The remaining four years and four months among other things are made up of 18 months of sociocultural factors like upbringing and environmental influences, like for example smoking. Upbringing, in particular preadolescent education, plays an important role. Medical factors like cardiovascular diseases take up another 20 months. This also includes not assessing erections, because if men would have their penile blood vessels checked at the front end while having erectile problems and stenotic changes were discovered, you can assume that they probably will suffer from a heart attack within four to eight years. Studies by cardiologist and urologist detected this. That means that you can do prevention in this case and detect in advance during a medical check-up of the penile blood vessels, whether there might be any problems. The 20 months also include wrong diet, obesity, lack of exercise and stress. Let’s continue playing with this cliché; do men generally pay less attention to their health and do they in fact tell themselves that they are healthy to avoid unpleasant exams?

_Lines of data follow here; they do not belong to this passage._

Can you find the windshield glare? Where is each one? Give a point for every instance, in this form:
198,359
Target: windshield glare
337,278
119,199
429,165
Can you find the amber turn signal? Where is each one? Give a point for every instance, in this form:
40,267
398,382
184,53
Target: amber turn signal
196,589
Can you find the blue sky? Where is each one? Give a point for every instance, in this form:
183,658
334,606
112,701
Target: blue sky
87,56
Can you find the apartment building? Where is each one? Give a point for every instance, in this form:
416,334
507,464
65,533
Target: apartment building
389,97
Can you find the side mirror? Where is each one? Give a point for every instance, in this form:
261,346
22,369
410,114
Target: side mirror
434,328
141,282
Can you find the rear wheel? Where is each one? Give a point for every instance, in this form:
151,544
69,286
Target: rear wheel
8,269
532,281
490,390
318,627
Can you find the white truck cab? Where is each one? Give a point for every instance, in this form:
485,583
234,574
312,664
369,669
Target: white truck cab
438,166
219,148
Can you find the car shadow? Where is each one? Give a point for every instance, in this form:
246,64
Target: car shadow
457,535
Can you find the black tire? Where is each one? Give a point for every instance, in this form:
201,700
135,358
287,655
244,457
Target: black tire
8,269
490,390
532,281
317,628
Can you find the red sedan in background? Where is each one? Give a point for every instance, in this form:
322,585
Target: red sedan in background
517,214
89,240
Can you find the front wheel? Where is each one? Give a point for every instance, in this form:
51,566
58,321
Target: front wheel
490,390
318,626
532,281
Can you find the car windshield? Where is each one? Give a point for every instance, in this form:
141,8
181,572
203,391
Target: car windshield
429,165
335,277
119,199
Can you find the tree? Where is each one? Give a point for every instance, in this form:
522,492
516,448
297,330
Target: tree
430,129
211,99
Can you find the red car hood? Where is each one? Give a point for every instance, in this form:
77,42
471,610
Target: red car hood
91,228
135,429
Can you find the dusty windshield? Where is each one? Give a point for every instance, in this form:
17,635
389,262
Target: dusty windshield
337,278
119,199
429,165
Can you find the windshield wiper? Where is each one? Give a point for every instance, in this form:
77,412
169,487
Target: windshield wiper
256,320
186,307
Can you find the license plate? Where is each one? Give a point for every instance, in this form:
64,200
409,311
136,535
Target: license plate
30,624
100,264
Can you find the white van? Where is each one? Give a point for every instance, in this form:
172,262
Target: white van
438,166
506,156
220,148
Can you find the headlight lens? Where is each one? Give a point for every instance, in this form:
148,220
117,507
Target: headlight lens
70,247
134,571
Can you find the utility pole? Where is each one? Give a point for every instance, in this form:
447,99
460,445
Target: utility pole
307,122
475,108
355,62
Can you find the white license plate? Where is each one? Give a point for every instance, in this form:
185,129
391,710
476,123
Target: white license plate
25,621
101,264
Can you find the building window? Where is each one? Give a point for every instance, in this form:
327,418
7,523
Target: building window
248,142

Sommer: There is another study of seven nations, six European countries plus the USA that asked men how they would rate their health. If you extract the German data, between 65 and 90 percent of surveyed men of all age groups indicated their health as good or very good. Men between the ages of forty and eighty year of age participated in the study, while being further subdivided into age decades. Regardless of the featured age decade and what illnesses were present, many felt either good or very good. This is astonishing and of course does not reflect reality. In fact, you may even talk about some type of blindness here.